A Matter of Life and Death takes a similar approach to colour as The Wizard of Oz, but somewhat in reverse. Here, the imagined afterlife is enveloped in a muted monochrome, while the earthly conflicts are depicted in colour. Somewhere at the intersection of these two universes, Powell & Pressburger weave the tale of a soul arrested before it can enter the afterlife. In terms of visuals, however, the Archers’ most radical ventures were The Red Shoes and The Tales of Hoffmann. Both are governed by the spirits of ballet and opera, and feature objects taking control over people and dancing women who turn out to be automatons. In these sophisticated, polished visions, the idea of cinema as a staggering and at times downright dangerous synthesis of the arts is fully realized.

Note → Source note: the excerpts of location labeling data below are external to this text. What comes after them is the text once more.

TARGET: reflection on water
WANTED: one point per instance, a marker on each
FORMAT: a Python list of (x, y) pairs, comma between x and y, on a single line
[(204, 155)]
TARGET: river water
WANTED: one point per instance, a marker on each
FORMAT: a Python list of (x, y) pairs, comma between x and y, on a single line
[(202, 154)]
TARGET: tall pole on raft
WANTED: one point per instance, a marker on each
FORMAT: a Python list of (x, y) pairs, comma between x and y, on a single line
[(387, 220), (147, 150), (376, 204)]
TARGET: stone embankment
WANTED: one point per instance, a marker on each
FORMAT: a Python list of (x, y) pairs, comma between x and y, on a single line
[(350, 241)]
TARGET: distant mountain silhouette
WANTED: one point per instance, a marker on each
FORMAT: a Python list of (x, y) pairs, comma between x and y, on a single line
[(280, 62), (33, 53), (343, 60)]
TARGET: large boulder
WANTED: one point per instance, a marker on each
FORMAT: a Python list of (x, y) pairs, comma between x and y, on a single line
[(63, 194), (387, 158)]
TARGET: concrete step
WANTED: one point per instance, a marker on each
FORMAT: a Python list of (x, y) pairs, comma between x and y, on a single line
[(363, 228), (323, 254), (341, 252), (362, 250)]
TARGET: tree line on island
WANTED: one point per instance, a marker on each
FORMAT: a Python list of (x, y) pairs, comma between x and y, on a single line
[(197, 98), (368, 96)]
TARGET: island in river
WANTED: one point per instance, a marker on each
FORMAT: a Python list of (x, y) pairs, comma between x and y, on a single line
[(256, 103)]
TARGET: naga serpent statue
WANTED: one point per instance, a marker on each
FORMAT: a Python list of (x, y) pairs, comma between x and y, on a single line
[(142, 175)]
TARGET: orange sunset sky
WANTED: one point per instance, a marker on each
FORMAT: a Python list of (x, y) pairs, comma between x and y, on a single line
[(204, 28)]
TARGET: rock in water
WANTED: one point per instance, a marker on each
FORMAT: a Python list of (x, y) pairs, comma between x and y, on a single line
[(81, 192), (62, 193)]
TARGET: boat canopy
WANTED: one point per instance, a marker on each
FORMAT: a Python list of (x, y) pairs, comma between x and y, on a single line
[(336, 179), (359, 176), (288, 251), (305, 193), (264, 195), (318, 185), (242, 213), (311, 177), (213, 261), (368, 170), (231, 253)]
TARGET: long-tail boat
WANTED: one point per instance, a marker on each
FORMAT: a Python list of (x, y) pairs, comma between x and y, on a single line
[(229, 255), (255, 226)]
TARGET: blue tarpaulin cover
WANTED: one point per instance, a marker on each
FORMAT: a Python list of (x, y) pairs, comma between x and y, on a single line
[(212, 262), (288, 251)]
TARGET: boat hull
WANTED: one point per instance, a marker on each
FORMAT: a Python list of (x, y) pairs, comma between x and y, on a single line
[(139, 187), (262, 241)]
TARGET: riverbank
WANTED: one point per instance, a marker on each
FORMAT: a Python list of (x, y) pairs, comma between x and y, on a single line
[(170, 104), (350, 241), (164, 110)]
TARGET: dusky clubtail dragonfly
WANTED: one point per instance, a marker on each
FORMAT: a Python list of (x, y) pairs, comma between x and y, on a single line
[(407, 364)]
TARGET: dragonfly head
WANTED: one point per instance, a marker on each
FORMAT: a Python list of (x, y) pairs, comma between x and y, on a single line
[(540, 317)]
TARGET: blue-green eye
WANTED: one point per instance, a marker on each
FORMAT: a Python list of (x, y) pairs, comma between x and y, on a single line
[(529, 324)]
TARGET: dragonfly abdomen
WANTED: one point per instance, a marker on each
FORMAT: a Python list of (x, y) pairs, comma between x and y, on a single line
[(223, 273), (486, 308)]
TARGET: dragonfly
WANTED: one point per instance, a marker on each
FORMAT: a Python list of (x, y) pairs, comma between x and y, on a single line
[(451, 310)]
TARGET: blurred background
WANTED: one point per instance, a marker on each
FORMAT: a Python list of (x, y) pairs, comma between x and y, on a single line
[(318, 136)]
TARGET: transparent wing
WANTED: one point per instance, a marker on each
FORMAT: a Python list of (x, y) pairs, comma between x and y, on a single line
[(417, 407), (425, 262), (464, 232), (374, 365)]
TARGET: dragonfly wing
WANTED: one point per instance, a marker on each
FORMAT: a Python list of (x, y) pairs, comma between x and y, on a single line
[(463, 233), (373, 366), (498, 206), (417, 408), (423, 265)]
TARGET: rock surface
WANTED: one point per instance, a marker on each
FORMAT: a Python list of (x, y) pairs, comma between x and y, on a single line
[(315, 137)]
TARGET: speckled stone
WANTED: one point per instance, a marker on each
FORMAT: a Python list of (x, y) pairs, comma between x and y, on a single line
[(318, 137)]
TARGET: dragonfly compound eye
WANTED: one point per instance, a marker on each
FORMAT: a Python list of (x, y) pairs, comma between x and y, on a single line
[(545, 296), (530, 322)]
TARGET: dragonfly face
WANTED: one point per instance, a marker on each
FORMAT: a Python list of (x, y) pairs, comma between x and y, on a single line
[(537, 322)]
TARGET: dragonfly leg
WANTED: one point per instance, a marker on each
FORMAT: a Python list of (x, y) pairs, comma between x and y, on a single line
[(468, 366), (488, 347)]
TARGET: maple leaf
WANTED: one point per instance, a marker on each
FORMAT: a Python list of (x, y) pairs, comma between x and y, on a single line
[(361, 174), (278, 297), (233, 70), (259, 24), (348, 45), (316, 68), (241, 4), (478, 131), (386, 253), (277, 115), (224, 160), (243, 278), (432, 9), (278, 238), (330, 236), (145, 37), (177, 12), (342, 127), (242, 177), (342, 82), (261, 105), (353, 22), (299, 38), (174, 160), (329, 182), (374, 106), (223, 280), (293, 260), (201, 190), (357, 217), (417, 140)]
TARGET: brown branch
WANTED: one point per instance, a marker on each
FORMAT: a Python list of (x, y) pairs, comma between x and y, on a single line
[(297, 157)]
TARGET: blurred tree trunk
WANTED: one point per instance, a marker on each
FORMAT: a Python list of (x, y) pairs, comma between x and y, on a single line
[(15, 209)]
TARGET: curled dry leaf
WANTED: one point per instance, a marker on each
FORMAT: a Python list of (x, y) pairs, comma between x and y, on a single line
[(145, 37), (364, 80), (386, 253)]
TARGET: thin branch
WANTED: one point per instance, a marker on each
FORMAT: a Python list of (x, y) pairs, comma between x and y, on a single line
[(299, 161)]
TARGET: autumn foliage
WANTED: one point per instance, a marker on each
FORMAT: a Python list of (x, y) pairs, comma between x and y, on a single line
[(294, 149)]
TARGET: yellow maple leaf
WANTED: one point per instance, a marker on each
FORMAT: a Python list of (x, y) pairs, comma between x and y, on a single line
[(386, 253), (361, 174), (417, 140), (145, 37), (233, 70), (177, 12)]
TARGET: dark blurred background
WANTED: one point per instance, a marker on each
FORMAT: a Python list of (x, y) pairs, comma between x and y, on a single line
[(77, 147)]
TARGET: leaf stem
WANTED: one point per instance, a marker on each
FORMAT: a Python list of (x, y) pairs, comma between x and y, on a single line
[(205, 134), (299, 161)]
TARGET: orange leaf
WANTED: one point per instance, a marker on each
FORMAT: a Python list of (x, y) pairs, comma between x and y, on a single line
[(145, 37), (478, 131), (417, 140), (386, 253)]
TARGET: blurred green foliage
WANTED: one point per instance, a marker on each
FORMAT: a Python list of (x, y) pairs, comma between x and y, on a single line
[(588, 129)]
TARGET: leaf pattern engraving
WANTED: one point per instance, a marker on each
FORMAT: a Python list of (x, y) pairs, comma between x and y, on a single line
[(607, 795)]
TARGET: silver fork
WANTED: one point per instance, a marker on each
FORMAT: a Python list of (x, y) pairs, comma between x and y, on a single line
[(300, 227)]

In all of Powell & Pressburger’s meticulously designed worlds, created in the spirit of collaboration and creative elation, colour organically blends in with the explored themes and motifs. The Archers constantly interspersed colour films with others, shot in elegant black and white. The latter include two gems: A Canterbury Tale (UK, 1944) and I Know Where I’m Going! (UK, 1945), one of Tilda Swinton’s favourites and a true classic in the canon of female-focused films. Both move beyond an urban setting towards nature, self-discovery, and life-changing encounters.
The Red Shoes
Powell & Pressburger: Reactivation
The retrospective will present ten films without which the history of cinema would be incomplete, or at least less fascinating. Each of them invites us on a different journey, and each is a unique treasure that was brought out of obscurity, rediscovered, and restored to former glory. This is mainly thanks to the efforts of Martin Scorsese and Powell’s widow, editor Thelma Schoonmaker, who won Oscars for Raging Bull, The Aviator, and The Departed. The Film Foundation, led by Scorsese, has restored half of the films featured in The Colour Whisperers retrospective. Thanks to Scorsese and Schoonmaker, as well as endorsements from Greta Gerwig, Wes Anderson, Ari Aster, Francis Ford Coppola, Derek Jarman, Dario Argento, George A. Romero, and Bong Joon-ho, to name but a few high-profile figures, the work of the Archers continues to be screened and seen by audiences. In the humble conditions of wartime and post-war Britain, Powell and Pressburger managed to fulfil their dreams of cinema, which they understood as a machine for total creation that can turn fantasies into tangible reality. It is high time that images from their films started to appear in our dreams, too.